Gastrointestinal inflammation and associated immune activation in schizophrenia

Affiliations

Gastrointestinal inflammation and associated immune activation in schizophrenia

Emily G Severance et al. Schizophr Res. 2012 Jun.

Abstract

Immune factors are implicated in normal brain development and in brain disorder pathogenesis. Pathogen infection and food antigen penetration across gastrointestinal barriers are means by which environmental factors might affect immune-related neurodevelopment. Here, we test if gastrointestinal inflammation is associated with schizophrenia and therefore, might contribute to bloodstream entry of potentially neurotropic milk and gluten exorphins and/or immune activation by food antigens. IgG antibodies to Saccharomyces cerevisiae (ASCA, a marker of intestinal inflammation), bovine milk casein, wheat-derived gluten, and 6 infectious agents were assayed. Cohort 1 included 193 with non-recent onset schizophrenia, 67 with recent onset schizophrenia and 207 non-psychiatric controls. Cohort 2 included 103 with first episode schizophrenia, 40 of whom were antipsychotic-naïve.
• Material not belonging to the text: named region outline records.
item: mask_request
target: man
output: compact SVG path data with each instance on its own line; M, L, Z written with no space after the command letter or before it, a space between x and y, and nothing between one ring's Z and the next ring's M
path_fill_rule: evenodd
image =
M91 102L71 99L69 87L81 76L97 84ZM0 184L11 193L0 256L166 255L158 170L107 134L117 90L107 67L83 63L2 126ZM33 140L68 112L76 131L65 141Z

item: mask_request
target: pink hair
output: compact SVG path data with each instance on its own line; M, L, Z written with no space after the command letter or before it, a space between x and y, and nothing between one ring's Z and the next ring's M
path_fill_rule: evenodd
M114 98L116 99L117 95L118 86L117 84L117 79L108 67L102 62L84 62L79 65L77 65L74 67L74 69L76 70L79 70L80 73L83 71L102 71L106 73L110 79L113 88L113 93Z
ASCA markers were significantly elevated and correlated with food antigen antibodies in recent onset and non-recent onset schizophrenia compared to controls (p≤0.00001-0.004) and in unmedicated individuals with first episode schizophrenia compared to those receiving antipsychotics (p≤0.05-0.01). Elevated ASCA levels were especially evident in non-recent onset females (p≤0.009), recent onset males (p≤0.01) and in antipsychotic-naïve males (p≤0.03). Anti-food antigen antibodies were correlated to antibodies against Toxoplasma gondii, an intestinally-infectious pathogen, particularly in males with recent onset schizophrenia (p≤0.002). In conclusion, gastrointestinal inflammation is a relevant pathology in schizophrenia, appears to occur in the absence of but may be modified by antipsychotics, and may link food antigen sensitivity and microbial infection as sources of immune activation in mental illness.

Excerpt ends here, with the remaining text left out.